A fragmentary collection like the corpus of Ramesside papyri in the Museo Egizio in Turin is challenging for any expert: studying and analysing thousands of fragments, both front (recto) and back (verso), translating texts, identifying handwritings and finding potential joins consumes a lot of time, while keeping in mind writing features for the whole collection all along is clearly impossible. In times of increasing significance of computers and algorithms in all fields of science, it seems logical to take this next step and use computer-based techniques to support and enhance the scientific analysis of such a large material corpus.

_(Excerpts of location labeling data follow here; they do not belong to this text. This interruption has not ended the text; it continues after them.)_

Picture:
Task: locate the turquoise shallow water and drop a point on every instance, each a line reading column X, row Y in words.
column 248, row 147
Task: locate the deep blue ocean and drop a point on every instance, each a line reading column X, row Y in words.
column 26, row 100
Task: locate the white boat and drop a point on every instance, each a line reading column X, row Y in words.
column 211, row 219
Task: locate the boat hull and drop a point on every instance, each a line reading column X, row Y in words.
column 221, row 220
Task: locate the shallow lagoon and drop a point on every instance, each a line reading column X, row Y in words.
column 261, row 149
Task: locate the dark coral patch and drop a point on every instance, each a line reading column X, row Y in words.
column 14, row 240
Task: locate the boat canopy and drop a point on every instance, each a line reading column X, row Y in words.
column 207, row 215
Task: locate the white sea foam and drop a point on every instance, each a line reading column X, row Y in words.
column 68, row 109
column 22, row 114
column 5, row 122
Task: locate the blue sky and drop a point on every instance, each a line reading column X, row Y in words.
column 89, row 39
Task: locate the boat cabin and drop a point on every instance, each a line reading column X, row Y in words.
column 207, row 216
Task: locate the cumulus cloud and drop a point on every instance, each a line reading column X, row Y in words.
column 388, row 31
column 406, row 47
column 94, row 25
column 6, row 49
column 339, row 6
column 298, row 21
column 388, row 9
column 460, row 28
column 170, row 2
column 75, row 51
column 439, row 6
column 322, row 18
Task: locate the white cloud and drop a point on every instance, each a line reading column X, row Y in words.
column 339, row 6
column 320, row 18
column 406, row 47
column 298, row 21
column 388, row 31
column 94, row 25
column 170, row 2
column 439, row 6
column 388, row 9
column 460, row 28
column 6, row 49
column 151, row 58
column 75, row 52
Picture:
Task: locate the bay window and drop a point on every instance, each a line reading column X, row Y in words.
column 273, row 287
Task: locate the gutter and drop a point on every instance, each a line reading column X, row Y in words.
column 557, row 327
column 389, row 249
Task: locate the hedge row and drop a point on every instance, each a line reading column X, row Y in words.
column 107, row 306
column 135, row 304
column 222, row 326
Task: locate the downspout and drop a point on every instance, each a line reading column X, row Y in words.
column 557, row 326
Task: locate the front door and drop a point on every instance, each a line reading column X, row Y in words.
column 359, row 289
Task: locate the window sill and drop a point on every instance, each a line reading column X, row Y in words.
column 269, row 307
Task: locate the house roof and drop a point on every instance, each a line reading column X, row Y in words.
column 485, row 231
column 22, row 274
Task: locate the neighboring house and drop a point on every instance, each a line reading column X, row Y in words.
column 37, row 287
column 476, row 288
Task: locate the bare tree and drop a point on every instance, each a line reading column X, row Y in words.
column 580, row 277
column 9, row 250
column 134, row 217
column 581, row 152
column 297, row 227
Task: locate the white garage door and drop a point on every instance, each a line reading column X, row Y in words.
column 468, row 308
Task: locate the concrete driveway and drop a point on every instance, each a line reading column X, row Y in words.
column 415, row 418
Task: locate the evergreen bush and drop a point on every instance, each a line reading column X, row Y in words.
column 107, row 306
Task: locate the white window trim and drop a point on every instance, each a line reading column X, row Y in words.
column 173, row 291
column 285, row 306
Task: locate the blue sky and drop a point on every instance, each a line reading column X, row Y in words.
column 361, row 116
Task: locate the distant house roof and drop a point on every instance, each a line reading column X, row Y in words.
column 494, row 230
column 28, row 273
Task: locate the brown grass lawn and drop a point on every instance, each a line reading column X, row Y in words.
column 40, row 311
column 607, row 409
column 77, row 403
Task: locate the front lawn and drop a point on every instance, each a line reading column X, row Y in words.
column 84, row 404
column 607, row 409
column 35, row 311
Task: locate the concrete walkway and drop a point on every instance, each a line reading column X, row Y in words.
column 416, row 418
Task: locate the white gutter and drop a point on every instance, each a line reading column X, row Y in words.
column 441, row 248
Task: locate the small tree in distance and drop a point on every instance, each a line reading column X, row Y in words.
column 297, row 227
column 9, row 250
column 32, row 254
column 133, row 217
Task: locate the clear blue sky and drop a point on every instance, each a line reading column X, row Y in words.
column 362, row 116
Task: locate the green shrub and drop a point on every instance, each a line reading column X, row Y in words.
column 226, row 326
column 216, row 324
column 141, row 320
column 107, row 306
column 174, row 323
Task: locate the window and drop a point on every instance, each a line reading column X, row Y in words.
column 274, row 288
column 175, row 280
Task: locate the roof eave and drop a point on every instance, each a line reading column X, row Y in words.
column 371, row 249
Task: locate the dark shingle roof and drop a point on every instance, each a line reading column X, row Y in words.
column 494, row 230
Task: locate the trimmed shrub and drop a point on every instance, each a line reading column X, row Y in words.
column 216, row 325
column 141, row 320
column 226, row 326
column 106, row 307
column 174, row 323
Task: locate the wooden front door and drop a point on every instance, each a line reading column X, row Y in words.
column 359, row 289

The main goal of this PhD research project, titled “The Classification and Reconstruction of Fragmentary Documents with Machine Learning. A Case Study in Ancient Egyptian Papyri“, is to use and develop state-of-the-art machine learning approaches to automatically analyse the historical documents. The algorithms will not only use features extracted from the RGB images (e.g. handwriting features, colours, layout, lines, etc.). They will also consider additional meta-information provided by the egyptological experts, like transcriptions and translations of the texts. This data will be used to classify the individual fragments and, eventually, to propose joints and connections between them.

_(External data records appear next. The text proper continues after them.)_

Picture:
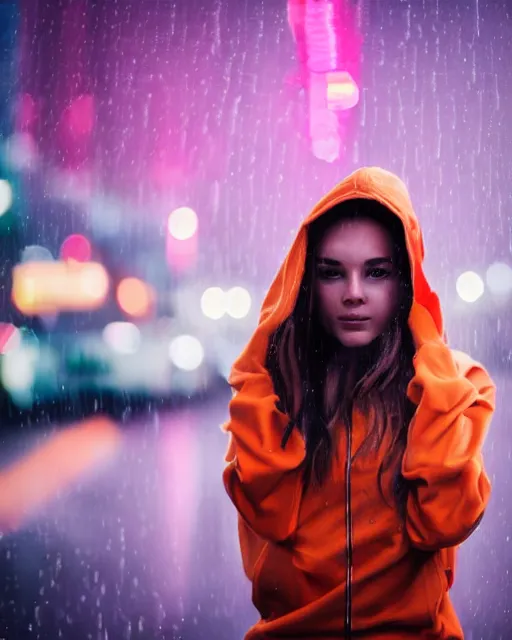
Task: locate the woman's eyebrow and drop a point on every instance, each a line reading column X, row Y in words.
column 372, row 262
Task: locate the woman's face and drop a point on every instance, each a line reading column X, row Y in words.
column 357, row 285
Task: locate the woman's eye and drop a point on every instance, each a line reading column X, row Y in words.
column 328, row 274
column 378, row 273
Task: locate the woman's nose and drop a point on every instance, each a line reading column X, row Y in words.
column 354, row 290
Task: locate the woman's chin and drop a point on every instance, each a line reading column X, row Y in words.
column 355, row 339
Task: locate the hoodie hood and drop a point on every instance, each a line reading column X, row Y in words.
column 372, row 183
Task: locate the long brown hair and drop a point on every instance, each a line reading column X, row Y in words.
column 319, row 383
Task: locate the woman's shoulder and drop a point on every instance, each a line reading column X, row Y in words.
column 466, row 365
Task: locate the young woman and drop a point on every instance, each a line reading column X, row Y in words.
column 355, row 432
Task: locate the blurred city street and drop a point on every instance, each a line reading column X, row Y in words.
column 143, row 544
column 156, row 159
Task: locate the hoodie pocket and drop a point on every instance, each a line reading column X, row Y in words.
column 436, row 585
column 278, row 586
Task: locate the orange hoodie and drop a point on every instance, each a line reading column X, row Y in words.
column 339, row 561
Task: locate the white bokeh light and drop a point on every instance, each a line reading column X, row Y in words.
column 186, row 352
column 470, row 286
column 182, row 223
column 36, row 253
column 238, row 302
column 499, row 279
column 213, row 303
column 6, row 197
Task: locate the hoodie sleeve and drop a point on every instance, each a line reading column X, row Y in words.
column 263, row 481
column 443, row 458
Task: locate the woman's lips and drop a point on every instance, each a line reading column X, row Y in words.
column 353, row 323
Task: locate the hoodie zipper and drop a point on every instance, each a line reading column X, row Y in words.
column 348, row 525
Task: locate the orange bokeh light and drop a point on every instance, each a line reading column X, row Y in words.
column 135, row 297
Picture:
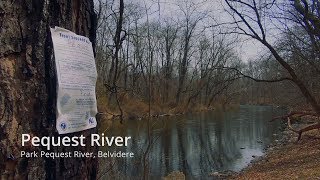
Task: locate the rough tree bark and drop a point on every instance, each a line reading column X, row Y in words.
column 27, row 85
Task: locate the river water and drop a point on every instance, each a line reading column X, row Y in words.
column 197, row 144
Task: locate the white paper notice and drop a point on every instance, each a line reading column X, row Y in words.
column 76, row 76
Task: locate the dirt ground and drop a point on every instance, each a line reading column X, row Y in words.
column 288, row 160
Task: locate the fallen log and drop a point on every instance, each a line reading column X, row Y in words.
column 299, row 114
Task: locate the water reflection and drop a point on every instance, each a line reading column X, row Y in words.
column 199, row 144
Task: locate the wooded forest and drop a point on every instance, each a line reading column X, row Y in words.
column 157, row 59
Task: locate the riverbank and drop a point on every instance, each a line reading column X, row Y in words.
column 287, row 159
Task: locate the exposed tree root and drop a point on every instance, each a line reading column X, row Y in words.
column 299, row 114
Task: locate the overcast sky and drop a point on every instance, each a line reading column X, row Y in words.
column 248, row 49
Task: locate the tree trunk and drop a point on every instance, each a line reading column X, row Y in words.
column 28, row 86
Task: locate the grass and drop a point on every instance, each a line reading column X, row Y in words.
column 295, row 160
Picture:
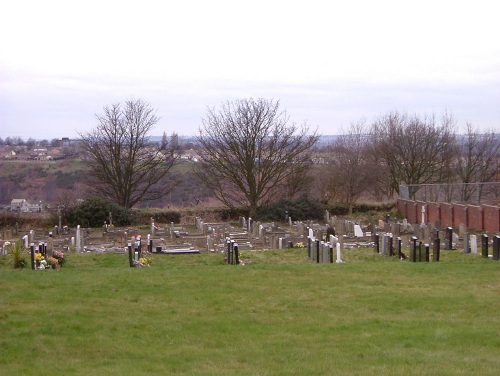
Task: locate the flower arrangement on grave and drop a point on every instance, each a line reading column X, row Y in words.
column 145, row 261
column 53, row 263
column 40, row 262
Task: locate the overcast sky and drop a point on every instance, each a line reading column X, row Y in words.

These machine learning results should be visible and useful for other scholars such that they can create their document reconstructions based upon the automatic propositions. Therefore, the development of a “Virtual Light Table” is also part of the PhD project. This tool will allow scholars to browse the available corpus and put a selection of fragments on a digital table where they can be freely moved, rotated and flipped. Once available, the software will automatically propose the most likely candidates for additional joins to the fragments already present. Eventually, users can export the reconstructions and thus use them for further studies or publications. The “Virtual Light Table” will be published as open-source software at the end of the research project.